Bouricius, wiens roem als geleerde en als mensch verkondigd is in een door Winsemius te zijner gedachtenis gehouden Oratio (Fran. 1636), heeft in briefwisseling gestaan o.a. met den bekenden leidschen hoogleeraar Petrus Cunaeus (zie:Petri Cunaei .... Epistolae, uitg. P. Burman (Leid. 1725) 213-226) en met Constantijn Huygens, met wien hij zeer bevriend was (Briefwisseling van Const Huygens door
Worp I p. 344, 345, 348). Er zijn van hem enkele latijnsche gedichten bewaard en een Carmen funebre ter eere van zijn in 1618 overleden broeder Gijsbert, die voorgaat.
Hij was gehuwd met Hauckje Hillama, dochter van den raadsheer Gellius.
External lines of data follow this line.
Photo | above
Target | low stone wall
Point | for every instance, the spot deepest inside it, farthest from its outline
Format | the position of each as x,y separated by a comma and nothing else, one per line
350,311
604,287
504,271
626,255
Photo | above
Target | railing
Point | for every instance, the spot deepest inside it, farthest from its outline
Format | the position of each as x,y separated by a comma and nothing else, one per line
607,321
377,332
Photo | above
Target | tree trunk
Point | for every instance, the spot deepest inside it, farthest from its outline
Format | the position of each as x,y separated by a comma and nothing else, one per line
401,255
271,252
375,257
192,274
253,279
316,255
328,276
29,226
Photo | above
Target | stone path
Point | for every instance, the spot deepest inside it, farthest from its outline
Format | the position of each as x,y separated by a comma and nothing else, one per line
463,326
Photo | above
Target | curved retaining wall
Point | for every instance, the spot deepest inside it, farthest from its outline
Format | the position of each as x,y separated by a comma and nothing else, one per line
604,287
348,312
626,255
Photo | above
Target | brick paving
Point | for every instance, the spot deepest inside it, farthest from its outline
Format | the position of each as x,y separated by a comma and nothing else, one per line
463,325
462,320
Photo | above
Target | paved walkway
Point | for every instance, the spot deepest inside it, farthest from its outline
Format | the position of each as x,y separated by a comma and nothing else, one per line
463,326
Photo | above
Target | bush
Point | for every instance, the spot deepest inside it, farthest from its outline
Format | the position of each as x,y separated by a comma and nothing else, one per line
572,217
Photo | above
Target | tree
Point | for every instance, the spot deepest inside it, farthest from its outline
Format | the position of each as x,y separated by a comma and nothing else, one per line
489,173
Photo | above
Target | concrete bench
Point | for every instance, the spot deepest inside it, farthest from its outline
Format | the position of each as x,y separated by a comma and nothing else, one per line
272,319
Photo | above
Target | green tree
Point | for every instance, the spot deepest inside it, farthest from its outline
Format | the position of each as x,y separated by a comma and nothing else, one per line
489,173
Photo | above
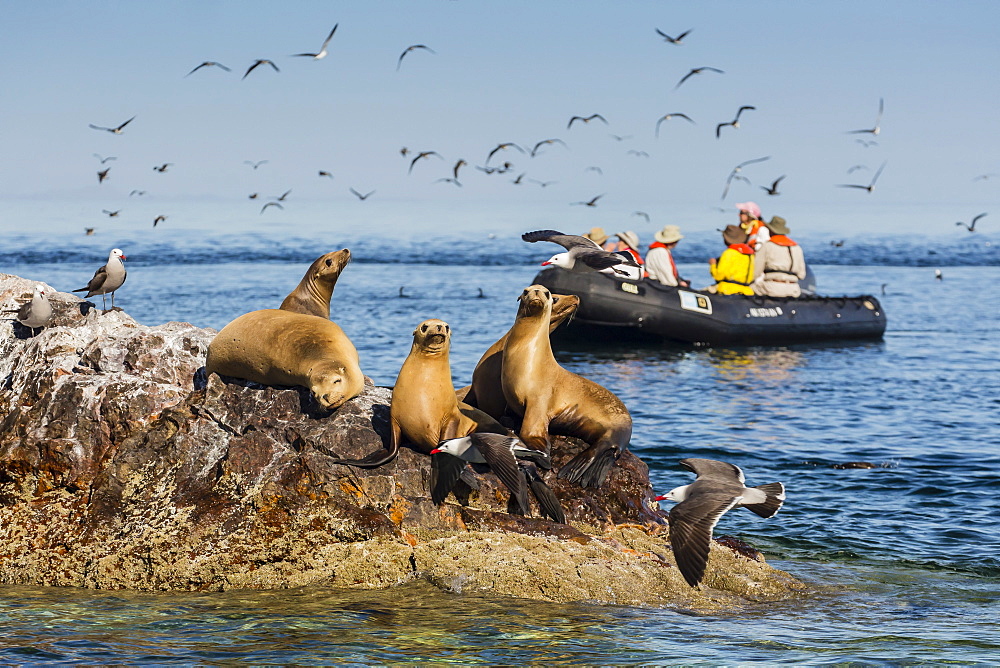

Zij overl. 11 Dec. 1669. Van zijn kinderen is Gellius in 1654 als kapitein overleden; Johannes en Jacobus volgen.
Een geschilderd portret bij Douair. van Welderen baronesse Rengers, huize ‘de Ehse’ bij Almen.
Zie behalve genoemde rede van Winsemius: Boeles, Friesl. Hoogeschool II, 114-116; G. de Wal, Oratio de claris Frisiae JCtis, ann. 244-250; J.Sickenga, Het hof van Friesland ged. de zeventiende eeuw (Leid. 1869) 188-191; De Nederl. Leeuw I (1883) 52; De Nederl. Heraut VI (1890) 190.